The association between achieved non-HDL-C and triglyceride (TG) levels and coronary atheroma progression rates have not been defined. The present analysis evaluated the relationship between achieved non-HDL-C and TG levels with the rates of plaque progression, in 4957 patients stratified according to residual metabolic risk. The residual metabolic risk was defined based on achieved LDL-C, C-reactive protein (CRP) and diabetes mellitus (DM) status. Plaque progression was assessed with coronary intravascular ultrasound (percent atheroma volume (PAV)). The effects of lower (<100 mg/dL) vs higher (≥100 mg/dL) achieved non-HDLC levels and lower (<200 mg/dL) vs higher (≥200 mg/dL) achieved TG levels were evaluated.

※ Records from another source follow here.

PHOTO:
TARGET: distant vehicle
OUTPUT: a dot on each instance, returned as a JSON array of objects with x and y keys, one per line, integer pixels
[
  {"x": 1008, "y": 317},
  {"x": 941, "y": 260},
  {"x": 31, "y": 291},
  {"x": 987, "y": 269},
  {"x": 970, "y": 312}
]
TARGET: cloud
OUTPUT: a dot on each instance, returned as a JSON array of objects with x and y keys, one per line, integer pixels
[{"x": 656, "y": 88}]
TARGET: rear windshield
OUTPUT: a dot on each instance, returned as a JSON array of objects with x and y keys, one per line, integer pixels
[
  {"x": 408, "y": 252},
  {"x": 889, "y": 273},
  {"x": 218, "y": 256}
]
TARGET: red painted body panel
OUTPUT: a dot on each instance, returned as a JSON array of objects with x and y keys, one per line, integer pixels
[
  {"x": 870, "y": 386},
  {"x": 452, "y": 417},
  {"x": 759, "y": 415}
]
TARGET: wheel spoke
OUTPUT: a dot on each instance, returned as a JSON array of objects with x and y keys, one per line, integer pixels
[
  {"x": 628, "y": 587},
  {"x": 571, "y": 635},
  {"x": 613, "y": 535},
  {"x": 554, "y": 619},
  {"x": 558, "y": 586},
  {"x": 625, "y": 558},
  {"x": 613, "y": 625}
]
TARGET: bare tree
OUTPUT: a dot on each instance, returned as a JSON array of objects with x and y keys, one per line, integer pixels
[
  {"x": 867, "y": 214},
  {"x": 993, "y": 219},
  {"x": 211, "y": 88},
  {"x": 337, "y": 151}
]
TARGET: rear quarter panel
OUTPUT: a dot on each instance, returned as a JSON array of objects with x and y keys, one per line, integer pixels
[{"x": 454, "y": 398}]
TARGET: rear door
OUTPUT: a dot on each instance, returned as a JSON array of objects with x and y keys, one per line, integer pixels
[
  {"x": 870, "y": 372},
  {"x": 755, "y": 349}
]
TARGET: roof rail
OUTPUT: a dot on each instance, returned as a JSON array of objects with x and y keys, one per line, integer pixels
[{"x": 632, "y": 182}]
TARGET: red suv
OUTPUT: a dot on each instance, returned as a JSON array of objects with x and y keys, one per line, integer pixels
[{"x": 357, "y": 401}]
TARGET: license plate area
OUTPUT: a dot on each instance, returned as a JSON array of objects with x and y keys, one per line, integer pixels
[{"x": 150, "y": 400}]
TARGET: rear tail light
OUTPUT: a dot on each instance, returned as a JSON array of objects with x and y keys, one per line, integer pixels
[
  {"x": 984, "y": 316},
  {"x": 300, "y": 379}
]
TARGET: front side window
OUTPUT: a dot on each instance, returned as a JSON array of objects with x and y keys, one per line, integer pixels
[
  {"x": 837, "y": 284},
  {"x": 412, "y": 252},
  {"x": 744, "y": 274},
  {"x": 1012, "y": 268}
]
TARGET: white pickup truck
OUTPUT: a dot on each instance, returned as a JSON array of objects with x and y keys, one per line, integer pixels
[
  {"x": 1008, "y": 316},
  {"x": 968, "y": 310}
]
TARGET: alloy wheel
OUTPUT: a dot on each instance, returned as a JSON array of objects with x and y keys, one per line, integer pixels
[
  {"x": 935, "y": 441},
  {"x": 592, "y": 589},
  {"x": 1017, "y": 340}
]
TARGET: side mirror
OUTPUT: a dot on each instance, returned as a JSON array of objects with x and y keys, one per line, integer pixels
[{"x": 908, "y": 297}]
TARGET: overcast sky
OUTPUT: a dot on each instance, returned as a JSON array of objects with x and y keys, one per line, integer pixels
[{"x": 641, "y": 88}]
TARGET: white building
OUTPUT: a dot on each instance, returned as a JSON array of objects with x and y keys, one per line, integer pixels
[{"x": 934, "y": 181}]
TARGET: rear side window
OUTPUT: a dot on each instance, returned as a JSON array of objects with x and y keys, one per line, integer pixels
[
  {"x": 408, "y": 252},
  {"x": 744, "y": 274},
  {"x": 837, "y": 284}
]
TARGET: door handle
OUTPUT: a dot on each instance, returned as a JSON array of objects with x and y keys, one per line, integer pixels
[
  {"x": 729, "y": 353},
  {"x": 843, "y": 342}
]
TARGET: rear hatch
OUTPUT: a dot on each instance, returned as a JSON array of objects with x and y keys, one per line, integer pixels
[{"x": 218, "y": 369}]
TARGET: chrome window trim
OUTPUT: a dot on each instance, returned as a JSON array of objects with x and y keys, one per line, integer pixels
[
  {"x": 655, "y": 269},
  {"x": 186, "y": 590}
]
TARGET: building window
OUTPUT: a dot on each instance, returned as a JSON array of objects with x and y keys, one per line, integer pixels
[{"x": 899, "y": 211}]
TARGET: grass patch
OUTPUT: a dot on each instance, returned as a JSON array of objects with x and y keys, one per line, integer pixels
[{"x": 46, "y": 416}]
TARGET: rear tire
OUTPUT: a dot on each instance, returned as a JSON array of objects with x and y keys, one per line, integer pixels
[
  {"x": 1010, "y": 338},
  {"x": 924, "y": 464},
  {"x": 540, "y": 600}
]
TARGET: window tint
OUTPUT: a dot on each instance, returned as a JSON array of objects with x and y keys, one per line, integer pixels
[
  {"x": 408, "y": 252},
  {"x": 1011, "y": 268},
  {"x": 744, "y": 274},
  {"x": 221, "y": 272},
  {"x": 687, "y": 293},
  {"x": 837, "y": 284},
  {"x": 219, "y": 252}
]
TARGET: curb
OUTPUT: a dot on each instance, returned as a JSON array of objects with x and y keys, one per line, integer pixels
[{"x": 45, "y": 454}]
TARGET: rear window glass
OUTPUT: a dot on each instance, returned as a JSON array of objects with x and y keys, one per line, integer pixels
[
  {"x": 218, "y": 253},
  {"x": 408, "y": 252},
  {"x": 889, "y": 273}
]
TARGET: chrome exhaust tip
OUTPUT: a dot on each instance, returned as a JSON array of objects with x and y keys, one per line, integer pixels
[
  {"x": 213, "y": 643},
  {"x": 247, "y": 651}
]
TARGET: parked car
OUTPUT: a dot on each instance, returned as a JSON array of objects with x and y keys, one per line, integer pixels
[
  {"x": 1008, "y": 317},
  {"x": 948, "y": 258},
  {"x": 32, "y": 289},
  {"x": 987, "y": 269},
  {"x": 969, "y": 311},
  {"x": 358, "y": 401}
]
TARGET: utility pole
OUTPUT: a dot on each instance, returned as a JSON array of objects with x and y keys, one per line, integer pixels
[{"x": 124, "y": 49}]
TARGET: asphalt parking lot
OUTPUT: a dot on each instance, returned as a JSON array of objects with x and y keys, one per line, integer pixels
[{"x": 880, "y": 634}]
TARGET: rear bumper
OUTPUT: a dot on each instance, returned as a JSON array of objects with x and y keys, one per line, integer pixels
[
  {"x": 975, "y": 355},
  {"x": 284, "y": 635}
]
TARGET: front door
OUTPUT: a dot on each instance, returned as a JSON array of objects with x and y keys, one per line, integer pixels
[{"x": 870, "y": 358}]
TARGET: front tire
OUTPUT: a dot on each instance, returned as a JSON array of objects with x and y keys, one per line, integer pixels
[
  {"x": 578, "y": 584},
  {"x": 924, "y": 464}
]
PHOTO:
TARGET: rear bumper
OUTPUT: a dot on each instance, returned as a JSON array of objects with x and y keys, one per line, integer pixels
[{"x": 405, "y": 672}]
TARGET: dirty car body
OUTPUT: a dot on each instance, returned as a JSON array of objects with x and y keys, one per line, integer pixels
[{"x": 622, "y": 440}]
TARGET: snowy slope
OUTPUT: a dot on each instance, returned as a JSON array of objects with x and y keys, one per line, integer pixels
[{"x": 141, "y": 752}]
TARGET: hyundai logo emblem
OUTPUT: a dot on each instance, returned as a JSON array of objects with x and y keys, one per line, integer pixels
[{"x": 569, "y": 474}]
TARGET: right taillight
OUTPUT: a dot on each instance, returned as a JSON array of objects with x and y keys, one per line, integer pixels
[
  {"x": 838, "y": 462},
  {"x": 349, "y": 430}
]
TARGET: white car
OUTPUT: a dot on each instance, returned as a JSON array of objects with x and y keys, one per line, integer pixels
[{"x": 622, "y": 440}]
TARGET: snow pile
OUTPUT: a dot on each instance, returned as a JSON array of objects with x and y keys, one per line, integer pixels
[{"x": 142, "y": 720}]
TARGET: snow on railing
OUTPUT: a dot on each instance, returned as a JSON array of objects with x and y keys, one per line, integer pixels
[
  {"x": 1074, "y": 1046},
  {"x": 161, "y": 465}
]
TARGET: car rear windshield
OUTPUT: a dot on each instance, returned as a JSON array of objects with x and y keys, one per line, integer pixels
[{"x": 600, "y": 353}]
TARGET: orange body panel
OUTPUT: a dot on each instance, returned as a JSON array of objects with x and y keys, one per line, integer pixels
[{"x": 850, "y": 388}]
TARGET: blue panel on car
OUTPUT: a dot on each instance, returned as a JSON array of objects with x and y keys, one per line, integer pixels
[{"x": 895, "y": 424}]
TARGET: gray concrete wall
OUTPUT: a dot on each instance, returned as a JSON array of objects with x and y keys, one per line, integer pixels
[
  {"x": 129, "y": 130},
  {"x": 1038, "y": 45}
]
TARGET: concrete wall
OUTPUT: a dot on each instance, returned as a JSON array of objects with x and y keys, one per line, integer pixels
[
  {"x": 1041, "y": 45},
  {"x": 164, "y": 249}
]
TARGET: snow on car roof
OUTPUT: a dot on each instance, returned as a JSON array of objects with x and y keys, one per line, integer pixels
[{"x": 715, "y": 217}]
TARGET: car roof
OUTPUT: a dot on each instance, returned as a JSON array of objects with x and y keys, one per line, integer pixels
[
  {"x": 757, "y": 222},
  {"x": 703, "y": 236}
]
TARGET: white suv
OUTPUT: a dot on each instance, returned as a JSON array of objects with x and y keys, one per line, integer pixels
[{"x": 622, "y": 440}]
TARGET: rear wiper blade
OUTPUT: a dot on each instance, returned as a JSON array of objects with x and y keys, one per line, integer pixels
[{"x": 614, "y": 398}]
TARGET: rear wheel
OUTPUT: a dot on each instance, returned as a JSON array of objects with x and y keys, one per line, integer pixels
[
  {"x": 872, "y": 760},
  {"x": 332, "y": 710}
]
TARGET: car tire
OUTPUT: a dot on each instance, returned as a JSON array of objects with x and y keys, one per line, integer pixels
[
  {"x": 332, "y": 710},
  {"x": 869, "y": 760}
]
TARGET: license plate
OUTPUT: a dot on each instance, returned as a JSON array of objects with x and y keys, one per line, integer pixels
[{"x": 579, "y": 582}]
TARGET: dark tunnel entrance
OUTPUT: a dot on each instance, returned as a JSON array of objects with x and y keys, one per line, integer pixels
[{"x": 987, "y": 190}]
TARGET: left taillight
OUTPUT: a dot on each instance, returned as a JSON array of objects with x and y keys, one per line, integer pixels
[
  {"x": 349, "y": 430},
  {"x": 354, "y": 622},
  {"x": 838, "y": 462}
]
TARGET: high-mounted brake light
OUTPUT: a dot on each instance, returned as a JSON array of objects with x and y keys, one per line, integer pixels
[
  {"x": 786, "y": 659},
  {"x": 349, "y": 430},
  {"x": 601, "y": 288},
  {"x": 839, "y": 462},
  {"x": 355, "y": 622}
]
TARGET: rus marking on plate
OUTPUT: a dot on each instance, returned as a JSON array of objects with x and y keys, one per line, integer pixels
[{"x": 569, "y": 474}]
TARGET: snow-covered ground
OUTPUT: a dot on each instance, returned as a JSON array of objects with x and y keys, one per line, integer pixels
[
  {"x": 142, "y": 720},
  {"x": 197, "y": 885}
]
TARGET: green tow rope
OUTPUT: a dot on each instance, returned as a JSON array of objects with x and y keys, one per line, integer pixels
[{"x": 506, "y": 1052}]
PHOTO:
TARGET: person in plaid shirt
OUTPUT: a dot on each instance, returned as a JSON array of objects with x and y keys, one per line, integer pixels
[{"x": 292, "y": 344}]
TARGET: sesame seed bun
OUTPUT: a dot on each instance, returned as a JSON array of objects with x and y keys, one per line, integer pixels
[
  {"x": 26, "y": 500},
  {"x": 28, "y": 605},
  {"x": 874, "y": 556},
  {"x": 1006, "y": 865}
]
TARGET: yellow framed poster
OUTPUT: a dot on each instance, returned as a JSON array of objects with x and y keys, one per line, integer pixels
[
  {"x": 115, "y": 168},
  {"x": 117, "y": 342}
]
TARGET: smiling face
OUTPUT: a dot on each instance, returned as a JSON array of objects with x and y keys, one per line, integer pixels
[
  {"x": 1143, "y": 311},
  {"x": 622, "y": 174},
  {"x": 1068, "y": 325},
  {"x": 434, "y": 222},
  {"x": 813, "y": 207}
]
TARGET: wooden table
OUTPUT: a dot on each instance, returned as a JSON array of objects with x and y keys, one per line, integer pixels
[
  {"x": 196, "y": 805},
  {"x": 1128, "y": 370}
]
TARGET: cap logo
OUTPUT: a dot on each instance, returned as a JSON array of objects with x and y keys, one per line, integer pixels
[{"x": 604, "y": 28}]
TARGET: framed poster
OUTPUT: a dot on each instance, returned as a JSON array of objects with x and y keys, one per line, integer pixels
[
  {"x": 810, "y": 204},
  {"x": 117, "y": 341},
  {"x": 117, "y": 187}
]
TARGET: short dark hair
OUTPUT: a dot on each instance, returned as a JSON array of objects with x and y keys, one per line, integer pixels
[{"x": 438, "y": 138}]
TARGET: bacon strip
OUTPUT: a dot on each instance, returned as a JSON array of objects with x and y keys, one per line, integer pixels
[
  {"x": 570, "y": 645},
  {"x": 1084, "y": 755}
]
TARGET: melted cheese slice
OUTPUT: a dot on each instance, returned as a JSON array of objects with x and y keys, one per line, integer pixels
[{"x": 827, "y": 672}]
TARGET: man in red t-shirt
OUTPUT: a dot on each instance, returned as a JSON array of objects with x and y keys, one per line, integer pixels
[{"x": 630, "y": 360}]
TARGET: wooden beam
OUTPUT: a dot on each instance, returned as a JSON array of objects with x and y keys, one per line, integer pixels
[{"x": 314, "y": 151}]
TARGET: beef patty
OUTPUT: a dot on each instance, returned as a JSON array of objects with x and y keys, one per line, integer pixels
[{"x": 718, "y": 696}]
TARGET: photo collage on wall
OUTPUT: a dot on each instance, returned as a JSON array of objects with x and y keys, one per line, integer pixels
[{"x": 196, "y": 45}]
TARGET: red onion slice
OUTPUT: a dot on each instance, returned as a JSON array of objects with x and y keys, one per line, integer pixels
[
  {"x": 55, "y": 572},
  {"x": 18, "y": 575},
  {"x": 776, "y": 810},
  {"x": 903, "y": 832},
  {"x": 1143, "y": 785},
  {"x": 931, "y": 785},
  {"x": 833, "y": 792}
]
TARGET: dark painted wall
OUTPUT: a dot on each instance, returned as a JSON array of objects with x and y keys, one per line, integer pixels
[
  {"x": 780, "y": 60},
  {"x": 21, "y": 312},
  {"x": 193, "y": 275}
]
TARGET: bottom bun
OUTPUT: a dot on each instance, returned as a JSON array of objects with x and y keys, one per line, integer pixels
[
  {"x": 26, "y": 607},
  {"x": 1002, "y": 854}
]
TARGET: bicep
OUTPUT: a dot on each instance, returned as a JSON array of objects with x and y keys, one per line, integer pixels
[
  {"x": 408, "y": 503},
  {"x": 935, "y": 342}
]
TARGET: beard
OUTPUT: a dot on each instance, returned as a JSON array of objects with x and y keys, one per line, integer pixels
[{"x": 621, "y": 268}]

- Lower compared with higher non-HDL-C levels and TG levels were significantly associated with greater PAV regression, irrespective of achieved LDL-C levels, CRP levels, or DM status (P<0.001 for all comparisons).
- In a non-HDL-adjusted model, non-HDL-C was strongly associated with PAV progression: β coefficient for baseline non-HDL-C: +0.53; 95% CI: 0.41 - 0.66; P<0.001 and β coefficient for change in non-HDL-C: +0.62; 95% CI: 0.47 - 0.76; P<0.001.
- Other predictors of PAV progression were the presence of DM (β: +0.58; 95% CI: 0.37 - 0.79; P<0.001), history of peripheral arterial disease (β: +0.49; 95% CI: 0.09 - 0.89; P=0.016), and increasing age (β: 0.02; 95% CI: 0.01 - 0.03; P<0.001).
- Independent predictors of PAV regression included higher baseline PAV (β: −0.58; 95% CI: −0.67 to −0.49; P<0.001), female sex (β: −0.27; 95% CI: −0.46 to −0.08; P=0.005), and change in HDL-C (β: −0.14; 95% CI: −0.23 to −0.05; P=0.002).
- In an LDL-c adjusted model, both baseline LDL-c and change in LDL-c were associated with PAV progression (β: 0.40, 95%CI: 0.26-0.53 and β:0.51, 95%CI: 0.36-0.66 respectively, both P<001). In this model, also baseline and change in TGs associated with PAV progression (β: 0.49, 95%CI: 0.29-0.70, and β: 0.48, 95%CI: 0.20-0.76, both P<0.001)
- In this LDL-C-adjusted model, multivariable predictors of PAV changes were again the presence of DM, history of peripheral arterial disease, and increasing age.
- At 24 months, the cumulative incidence of first MACE was significantly higher in those with: achieved non-HDLC levels ≥ median level compared with non-HDLC < median value (22.8% vs. 14.6%; log-rank P<0.001), achieved LDLC ≥ vs. <median value (22.0% vs. 15.5%; log-rank P<0.001), ≥ median vs. < median TG levels (21.2% vs. 15.9%; log-rank P<0.001) and TG ≥200 mg/dL compared with lower TG levels (23.7% vs. 17.5%; log-rank P<0.001).
ConclusionPlaque progression is more strongly associated with changes in non-HDL-C than with changes in LDL-C and associates with TG levels > 200 mg/dL. Lower on-treatment non-HDL-C and TG levels were consistently associated with residual CV risk. These data support the opinion that non-HDL-C should be the primary therapeutic target for CV risk prevention.